In a bid to push physical infrastructure development, India Monday approved a scheme that will encourage and finance projects that are jointly developed under partnerships between private and public sector firms.

The Cabinet Committee on Economic Affairs, at a meeting chaired here by Prime Minister Manmohan Singh, has given a go-ahead to the scheme, which will be extended to entities with at least 51 percent private equity, officials said.

The eligible areas include projects for roads, bridges, railways, seaports, airports, inland waterways, power, urban development, special economic zones, international convention centres and tourism.

The gap in funding an infrastructure project under the scheme shall not exceed 20 percent of the total project cost, Finance Minister P. Chidambaram told reporters after the meeting.

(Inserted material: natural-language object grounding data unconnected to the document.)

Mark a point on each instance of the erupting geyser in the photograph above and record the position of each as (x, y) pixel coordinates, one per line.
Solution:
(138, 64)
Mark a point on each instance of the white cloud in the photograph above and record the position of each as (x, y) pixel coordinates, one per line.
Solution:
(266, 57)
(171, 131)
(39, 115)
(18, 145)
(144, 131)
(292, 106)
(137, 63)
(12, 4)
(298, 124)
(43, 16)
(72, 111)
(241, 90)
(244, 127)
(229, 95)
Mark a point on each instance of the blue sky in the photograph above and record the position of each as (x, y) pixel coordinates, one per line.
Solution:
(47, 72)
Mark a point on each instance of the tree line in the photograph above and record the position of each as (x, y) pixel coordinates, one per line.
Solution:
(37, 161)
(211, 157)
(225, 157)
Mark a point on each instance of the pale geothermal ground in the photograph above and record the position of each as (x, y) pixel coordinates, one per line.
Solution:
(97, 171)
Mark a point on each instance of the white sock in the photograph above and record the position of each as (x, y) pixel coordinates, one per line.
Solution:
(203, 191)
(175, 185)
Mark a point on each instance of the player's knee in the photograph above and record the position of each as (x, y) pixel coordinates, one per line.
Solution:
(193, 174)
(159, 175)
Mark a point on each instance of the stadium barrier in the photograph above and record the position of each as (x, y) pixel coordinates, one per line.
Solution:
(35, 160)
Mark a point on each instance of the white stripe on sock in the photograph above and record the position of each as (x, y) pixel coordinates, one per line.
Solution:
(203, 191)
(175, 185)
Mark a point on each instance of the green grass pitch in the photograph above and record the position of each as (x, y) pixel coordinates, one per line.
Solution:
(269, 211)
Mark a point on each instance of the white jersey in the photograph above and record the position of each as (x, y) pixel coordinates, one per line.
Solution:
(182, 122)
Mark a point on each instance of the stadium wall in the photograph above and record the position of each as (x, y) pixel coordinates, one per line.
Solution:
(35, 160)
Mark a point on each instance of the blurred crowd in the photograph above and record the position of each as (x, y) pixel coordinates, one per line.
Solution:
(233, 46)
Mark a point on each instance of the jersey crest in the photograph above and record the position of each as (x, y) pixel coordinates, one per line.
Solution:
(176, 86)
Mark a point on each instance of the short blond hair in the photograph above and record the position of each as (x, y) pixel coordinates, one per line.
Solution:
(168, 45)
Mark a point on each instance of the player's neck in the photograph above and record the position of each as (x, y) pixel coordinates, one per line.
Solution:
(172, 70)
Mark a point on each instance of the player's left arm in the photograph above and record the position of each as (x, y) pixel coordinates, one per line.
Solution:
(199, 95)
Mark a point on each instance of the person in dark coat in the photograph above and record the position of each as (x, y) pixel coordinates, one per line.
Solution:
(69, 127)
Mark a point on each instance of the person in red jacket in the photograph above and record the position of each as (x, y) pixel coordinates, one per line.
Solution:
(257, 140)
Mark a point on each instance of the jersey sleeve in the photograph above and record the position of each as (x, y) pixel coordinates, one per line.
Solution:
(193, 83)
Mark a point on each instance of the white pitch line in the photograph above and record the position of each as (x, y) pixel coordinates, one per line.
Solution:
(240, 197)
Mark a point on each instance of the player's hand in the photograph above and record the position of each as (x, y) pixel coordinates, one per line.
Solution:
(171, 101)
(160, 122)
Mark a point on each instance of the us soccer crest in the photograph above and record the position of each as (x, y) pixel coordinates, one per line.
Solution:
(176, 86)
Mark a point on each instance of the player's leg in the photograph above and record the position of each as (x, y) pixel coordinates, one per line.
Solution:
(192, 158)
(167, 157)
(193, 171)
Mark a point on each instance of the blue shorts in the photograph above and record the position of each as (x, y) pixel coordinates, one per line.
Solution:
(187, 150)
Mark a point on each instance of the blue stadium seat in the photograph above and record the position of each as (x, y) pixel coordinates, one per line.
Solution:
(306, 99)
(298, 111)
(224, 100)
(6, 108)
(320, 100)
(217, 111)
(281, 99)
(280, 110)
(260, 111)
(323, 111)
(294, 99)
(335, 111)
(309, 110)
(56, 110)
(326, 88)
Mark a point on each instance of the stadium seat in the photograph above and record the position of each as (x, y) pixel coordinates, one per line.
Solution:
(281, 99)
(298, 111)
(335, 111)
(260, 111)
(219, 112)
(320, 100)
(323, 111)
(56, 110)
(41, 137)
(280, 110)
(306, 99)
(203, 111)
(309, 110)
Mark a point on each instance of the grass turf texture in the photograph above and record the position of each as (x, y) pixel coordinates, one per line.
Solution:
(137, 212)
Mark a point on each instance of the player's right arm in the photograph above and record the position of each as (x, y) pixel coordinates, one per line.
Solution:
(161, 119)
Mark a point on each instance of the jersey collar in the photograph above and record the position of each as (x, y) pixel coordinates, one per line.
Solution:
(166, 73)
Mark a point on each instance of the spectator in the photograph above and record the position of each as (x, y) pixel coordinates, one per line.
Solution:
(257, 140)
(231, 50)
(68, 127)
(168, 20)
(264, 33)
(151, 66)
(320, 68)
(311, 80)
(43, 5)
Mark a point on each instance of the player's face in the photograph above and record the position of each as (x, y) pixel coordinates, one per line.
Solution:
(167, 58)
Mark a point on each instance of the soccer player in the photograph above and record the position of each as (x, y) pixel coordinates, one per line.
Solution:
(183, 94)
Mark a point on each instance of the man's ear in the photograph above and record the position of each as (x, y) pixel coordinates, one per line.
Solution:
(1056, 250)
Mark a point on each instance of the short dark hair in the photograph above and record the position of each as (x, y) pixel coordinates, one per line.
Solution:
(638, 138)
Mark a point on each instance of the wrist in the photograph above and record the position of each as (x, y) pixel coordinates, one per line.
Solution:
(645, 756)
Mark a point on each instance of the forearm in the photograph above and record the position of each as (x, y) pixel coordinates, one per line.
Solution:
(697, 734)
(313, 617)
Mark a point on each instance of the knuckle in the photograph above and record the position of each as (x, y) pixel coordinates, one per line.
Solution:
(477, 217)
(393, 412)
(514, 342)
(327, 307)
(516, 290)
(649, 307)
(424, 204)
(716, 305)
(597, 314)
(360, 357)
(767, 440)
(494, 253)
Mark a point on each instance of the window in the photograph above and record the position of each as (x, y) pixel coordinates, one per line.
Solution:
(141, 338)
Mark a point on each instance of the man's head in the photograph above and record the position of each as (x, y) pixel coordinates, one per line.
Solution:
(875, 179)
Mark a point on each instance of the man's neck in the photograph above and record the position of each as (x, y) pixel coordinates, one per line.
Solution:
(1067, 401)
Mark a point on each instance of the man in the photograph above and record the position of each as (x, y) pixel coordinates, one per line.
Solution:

But the government or a statutory entity that owns the project can provide extra funds out of its budget, but that cannot exceed a further 20 percent of the total project cost, he added.

These qualifying restrictions apart, the implementing agency for the projects must be selected through a transparent and open competitive process.

In the union budgets for the last fiscal year and the current year, a provision of Rs.15 billion ($340 million) each was marked for assistance to infrastructure development. This money and annual outlay will form the corpus of the scheme.

A committee headed by deputy governor of the Reserve Bank Rakesh Mohan had said India would require investments of Rs.7.5 trillion ($170 billion) for sprucing up its rickety physical infrastructure.

The Planning Commission also projected an investment of over Rs.4 trillion ($90 billion), excluding the requirements for urban infrastructure, during the 10th Plan period that ends fiscal 2007.

Resources of this magnitude cannot be made available through budgetary sources alone and the new scheme has been drawn to attract and promote investment in infrastructure from all segments, including the private sector, officials said.